Citigroup’s Bearish Call Goes Awry as S. African Rand Surges
Citigroup Inc. booked a loss of almost 5% in three weeks in a hypothetical trade betting against South Africa’s rand. It may not be the only one, as the currency’s advance to a four-month high catches many analysts by surprise.
The rand has strengthened 5% this month, leading emerging-market peers amid a risk-on mood fueled by central-bank stimulus, news of positive vaccine trials and a solid start to the U.S. earnings season. The weakening dollar is also pushing investors toward higher-yielding assets, Citi strategists led by Luis Costa said in a client note.
“For the moment, short-term flows seem to have been pushed into carry positions once again,” the strategists wrote. “Furthermore, one cannot underestimate the effect of a very dysfunctional U.S. political environment on the engineering of a temporarily weak broad dollar.”
Citi closed its long dollar-rand trade recommendation that it entered on June 25 at a spot rate of 17.4475 rand per dollar, with a total loss of 4.8%. The rand gained as much as 1.5% on Wednesday to 16.5089 per dollar, the highest on a closing basis since March 13. It was 1% stronger as of 6 p.m. in Johannesburg.

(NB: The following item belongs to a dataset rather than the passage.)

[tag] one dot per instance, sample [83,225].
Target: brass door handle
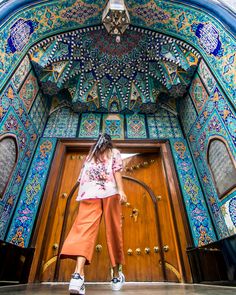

While South Africa’s fiscal fundamentals hardly inspire confidence, and the central bank is in a policy-easing cycle that’s moved the benchmark repurchase rate to a record low, investors are attracted by the rand’s relatively high yields and liquidity.
The rand has returned 5.2% this month for investors who borrow dollars to buy higher-yielding assets, known as the carry trade. That’s the most out of 23 major emerging markets monitored by Bloomberg. South African 10-year bonds yield 9.35%, the highest among major developing nations.
Many analysts have not yet caught up with the rand’s surge. The median forecast in a Bloomberg survey is for the rand to close out this quarter at 17.20 per dollar, which would imply a decline of around 4.2% by the end of September. The probability of the rand hitting that level this quarter is about 60%, according to Bloomberg calculations based on prices of options to buy and sell the currency.